My shoveling this morning had a particular urgency as I cleared the fresh 5" of snow and sleet that fell last night from the path to the greenhouse and pulled snow off the windows. I wanted the greenhouse (and the 11 barrels full of water inside) to absorb as much sunlight as possible to create a cozy environment for the first seeds of the year.
Now as the moon arcs across the night, there are over 40 flats of onions, scallions, and parsley awakening with water and warmth and preparing to sprout.

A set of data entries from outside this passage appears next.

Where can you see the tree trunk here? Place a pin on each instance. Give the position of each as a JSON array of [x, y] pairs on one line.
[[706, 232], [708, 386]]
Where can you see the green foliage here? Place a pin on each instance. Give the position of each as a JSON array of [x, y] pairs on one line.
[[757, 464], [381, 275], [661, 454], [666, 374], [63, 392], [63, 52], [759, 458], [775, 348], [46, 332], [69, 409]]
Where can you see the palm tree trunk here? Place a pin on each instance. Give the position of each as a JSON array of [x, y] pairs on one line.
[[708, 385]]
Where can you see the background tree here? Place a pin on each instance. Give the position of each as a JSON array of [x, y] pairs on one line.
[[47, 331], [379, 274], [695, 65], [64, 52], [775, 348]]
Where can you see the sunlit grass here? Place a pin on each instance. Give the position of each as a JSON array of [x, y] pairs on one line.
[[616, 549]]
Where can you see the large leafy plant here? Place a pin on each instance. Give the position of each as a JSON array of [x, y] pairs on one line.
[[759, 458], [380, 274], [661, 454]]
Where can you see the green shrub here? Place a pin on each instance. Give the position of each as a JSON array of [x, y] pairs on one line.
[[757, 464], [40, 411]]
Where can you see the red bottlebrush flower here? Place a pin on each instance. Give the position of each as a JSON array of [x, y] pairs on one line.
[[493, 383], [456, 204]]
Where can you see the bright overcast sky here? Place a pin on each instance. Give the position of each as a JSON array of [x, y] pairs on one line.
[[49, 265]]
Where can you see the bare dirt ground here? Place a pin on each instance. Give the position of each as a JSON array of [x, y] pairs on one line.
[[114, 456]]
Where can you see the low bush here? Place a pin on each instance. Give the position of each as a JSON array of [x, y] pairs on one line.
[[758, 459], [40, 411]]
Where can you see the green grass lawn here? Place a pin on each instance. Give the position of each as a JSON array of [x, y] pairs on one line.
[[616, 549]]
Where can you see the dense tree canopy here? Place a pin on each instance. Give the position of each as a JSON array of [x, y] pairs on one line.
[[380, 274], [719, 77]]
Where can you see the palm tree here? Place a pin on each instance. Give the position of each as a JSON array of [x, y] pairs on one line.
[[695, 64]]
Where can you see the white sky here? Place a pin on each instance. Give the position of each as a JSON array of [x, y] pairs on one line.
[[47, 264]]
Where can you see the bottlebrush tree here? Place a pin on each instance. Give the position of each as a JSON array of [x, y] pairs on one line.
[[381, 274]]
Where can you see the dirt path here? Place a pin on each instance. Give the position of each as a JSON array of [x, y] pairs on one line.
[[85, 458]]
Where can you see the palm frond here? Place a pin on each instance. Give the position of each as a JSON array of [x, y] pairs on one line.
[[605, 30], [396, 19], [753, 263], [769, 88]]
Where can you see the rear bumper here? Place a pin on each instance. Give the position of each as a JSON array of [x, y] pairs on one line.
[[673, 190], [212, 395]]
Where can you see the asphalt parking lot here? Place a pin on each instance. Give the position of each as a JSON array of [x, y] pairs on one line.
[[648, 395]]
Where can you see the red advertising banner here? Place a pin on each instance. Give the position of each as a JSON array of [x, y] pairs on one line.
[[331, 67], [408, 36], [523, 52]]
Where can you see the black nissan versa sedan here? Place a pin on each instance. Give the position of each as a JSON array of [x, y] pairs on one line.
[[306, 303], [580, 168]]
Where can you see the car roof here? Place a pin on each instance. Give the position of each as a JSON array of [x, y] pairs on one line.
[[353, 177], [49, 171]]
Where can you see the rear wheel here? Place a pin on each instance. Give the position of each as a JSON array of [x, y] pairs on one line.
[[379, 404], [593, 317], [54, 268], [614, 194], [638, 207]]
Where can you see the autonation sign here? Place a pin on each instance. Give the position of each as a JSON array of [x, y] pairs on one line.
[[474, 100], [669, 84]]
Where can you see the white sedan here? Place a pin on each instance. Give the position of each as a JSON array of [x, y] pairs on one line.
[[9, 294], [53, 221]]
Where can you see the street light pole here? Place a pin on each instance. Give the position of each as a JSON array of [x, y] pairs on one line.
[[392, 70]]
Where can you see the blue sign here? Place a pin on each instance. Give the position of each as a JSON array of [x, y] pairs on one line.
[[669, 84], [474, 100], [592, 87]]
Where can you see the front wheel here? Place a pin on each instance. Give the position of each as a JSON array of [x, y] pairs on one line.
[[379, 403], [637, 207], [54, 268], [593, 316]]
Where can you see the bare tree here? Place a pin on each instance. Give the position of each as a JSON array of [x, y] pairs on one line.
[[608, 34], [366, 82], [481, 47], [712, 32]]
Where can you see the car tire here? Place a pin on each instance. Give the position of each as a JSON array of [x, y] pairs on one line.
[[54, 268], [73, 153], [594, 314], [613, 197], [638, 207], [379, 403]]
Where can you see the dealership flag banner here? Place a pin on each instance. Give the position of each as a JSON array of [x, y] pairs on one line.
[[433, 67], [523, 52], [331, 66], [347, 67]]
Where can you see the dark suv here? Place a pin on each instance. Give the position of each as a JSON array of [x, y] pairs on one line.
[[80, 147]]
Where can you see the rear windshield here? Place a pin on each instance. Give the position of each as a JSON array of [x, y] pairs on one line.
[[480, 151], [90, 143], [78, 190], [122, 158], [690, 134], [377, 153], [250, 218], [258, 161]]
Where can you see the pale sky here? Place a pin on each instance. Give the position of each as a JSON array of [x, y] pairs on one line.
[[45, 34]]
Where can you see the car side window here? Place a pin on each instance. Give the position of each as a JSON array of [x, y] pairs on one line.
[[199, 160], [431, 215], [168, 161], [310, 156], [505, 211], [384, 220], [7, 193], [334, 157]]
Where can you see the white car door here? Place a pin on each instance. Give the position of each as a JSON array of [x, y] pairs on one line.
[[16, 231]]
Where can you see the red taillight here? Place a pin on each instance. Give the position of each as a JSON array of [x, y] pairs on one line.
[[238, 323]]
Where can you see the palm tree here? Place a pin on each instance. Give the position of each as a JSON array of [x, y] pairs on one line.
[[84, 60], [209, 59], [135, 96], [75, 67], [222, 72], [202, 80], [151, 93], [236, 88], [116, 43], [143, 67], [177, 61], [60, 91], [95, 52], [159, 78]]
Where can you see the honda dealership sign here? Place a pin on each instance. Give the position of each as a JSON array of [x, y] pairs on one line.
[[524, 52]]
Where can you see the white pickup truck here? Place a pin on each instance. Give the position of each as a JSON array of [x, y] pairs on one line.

Onion seeds are some of my favorite, appearing to me as fragments of dark volcanic rock. When I seed them and read especially the bouncy names of the Italian varieties -- Rosa Lunga di Tropea and the cippolinis, for example (the "c" is a "ch" sound) -- I am transported to a lush volcanic landscape in the Italian countryside. And I may begin to daydream about sautees and sauces at the same time.
From this small rock-hard seed will blossom one of the most beautiful roots: the crystalline onion. For Spanish-speakers, and in honor of Valentine's day, I would direct you to Oda a La Cebolla by Pablo Neruda, or Ode to the Onion. This is my favorite piece of romantic vegetable poetry and it honors the onion for the beautiful sphere it is, an anchor in our kitchens. An English translation (which only does partial justice) can be found in entirety here. A small sample:
petal by petal,
your splendor appeared;
crystal scales multiplied within your essence,
and beneath the secret of the rich earth,
your dewy belly grew round."
Perhaps it is clear why it felt auspicious to sow onions on the full moon!
Our sweet pup helped me to seed by sleeping at my feet. Together we sowed parsley, a seed that is said to go "back and forth to the devil 7 times" before sprouting....it does take a looong time to germinate.
The very essential work to get electric and water to the greenhouse was spearheaded by Sean, who is a budding electrician and plumber.
So, as the snow has settled in around us, rest well knowing that all across Pennsylvania farmers are summoning spring and tending the first of the crops.